CPO futures ended lower about xxx to xxx yesterday as most market participants were spook by continues dropped in export figures announced. Both cargo surveyors (ITS and SGS) reported Malaysia palm oil 1-25th Jan 2011 vs Dec 2011 export dipped about 18% on average. It seems that more negative shock is coming if the palm oil export deteriorate further because price is going to be lower due to record high stocks level so far. Yesterday correction is deem overdone where traders with Long positions decided to just unload their exposure as soon as possible, probably right after they know about the weak export figures announced in the morning session Technically, palm oil futures is heading down based on the 34 EMA tunnel negative slope shown on hourly chart at the moment. It is unpleasant sight to watch the market fell yesterday as it could create a reversal sign for the market to correct further. Reason behind for this correction would be lower high formation that can be see on daily chart and other smaller time frame chart as well.

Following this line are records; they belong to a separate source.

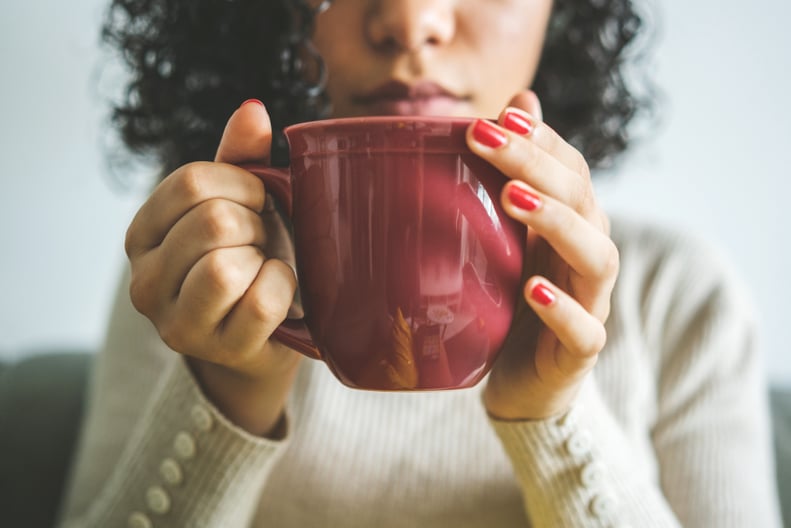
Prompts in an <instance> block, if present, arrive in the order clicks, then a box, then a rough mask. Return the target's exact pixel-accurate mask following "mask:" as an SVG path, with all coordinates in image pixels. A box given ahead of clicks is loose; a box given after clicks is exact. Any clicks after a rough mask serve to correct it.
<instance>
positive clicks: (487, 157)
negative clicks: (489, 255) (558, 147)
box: [467, 119, 595, 214]
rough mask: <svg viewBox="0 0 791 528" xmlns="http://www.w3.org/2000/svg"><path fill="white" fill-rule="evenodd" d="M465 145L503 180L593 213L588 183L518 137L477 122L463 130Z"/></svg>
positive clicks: (556, 161) (545, 154)
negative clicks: (514, 179) (524, 185)
mask: <svg viewBox="0 0 791 528" xmlns="http://www.w3.org/2000/svg"><path fill="white" fill-rule="evenodd" d="M467 145H468V146H469V148H470V150H472V151H473V152H474V153H475V154H477V155H478V156H480V157H481V158H483V159H485V160H486V161H488V162H489V163H491V164H492V165H494V166H495V167H496V168H497V169H499V170H500V172H502V173H503V174H505V175H506V176H507V177H509V178H512V179H516V180H521V181H524V182H526V183H528V184H529V185H530V186H531V187H533V188H534V189H537V190H539V191H540V192H542V193H544V194H546V195H549V196H552V197H553V198H555V199H557V200H559V201H561V202H564V203H567V204H569V205H570V206H572V207H574V208H575V209H576V210H578V211H580V212H581V213H583V214H588V213H590V212H592V210H594V205H595V204H594V203H593V201H592V192H593V191H592V189H591V186H590V182H589V181H584V180H583V178H582V176H581V175H580V174H577V173H575V172H574V171H572V170H571V169H569V168H568V167H566V166H565V165H563V164H562V163H561V162H560V161H559V160H558V159H557V158H555V157H554V156H552V155H550V154H548V153H547V152H546V151H544V150H543V149H541V148H540V147H539V146H538V145H536V144H535V143H533V142H531V141H528V140H526V139H525V138H523V137H521V136H519V135H518V134H515V133H513V132H510V131H508V130H506V129H504V128H502V127H500V126H498V125H496V124H494V123H491V122H489V121H486V120H483V119H479V120H476V121H475V122H474V123H472V124H471V125H470V127H469V128H468V129H467Z"/></svg>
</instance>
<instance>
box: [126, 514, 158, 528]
mask: <svg viewBox="0 0 791 528" xmlns="http://www.w3.org/2000/svg"><path fill="white" fill-rule="evenodd" d="M126 525H127V526H128V527H129V528H153V526H154V525H153V524H151V519H149V518H148V517H147V516H146V515H145V514H142V513H140V512H135V513H133V514H132V515H130V516H129V520H128V521H127V523H126Z"/></svg>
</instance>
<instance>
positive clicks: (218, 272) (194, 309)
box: [159, 246, 264, 362]
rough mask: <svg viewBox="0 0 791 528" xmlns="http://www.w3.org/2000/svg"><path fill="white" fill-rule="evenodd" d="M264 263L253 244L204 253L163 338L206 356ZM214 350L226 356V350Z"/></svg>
mask: <svg viewBox="0 0 791 528" xmlns="http://www.w3.org/2000/svg"><path fill="white" fill-rule="evenodd" d="M263 263H264V256H263V254H262V252H261V250H260V249H258V248H256V247H253V246H240V247H233V248H221V249H215V250H213V251H210V252H209V253H207V254H206V255H204V256H203V258H201V259H200V260H199V261H198V262H197V263H196V264H195V266H193V267H192V269H191V270H190V272H189V273H188V274H187V277H186V278H185V279H184V283H183V285H182V288H181V291H180V292H179V296H178V298H177V299H176V301H175V302H174V303H172V305H171V308H170V311H169V313H168V316H167V317H166V318H165V320H164V321H163V322H162V323H161V324H160V326H159V330H160V334H161V335H162V339H163V340H164V341H165V342H166V343H167V344H168V345H169V346H170V347H171V348H173V349H174V350H176V351H177V352H184V351H186V350H195V351H202V355H203V357H204V358H205V357H206V355H205V354H208V353H210V351H208V350H207V347H210V344H211V342H214V341H216V335H217V332H218V331H219V327H220V326H221V324H222V321H223V319H225V317H226V316H227V315H228V313H229V312H230V311H231V310H232V309H233V307H234V305H235V304H236V303H237V302H238V301H239V299H241V298H242V296H243V295H244V293H245V292H246V291H247V289H248V288H249V287H250V285H251V284H252V283H253V281H254V280H255V277H256V276H257V275H258V271H259V270H260V268H261V266H262V265H263ZM211 353H212V354H219V355H222V354H224V353H225V351H223V350H215V351H213V352H211ZM214 359H215V360H216V359H222V358H214ZM220 362H222V361H220Z"/></svg>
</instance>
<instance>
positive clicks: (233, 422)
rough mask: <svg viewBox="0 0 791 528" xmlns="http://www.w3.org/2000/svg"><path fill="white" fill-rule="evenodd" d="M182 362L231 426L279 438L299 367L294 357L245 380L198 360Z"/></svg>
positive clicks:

Although it might not look that Bearish in medium term as the long support trend line is still intact (white diagonal line), yesterday session was fully controlled by Bears. Higher volume was also reported along with this correction. For today, support is located around 3,103~3,100 while resistance is pegged at 3,179.

Daily Pivot Point
R2= 3179
R1= 3155
S1= 3117
S2= 3103
Disclaimer: Information and opinions contained in this report are for educational purposes only. While the information contained herein was obtained from sources believed to be reliable, author does not guarantee its accuracy or completeness.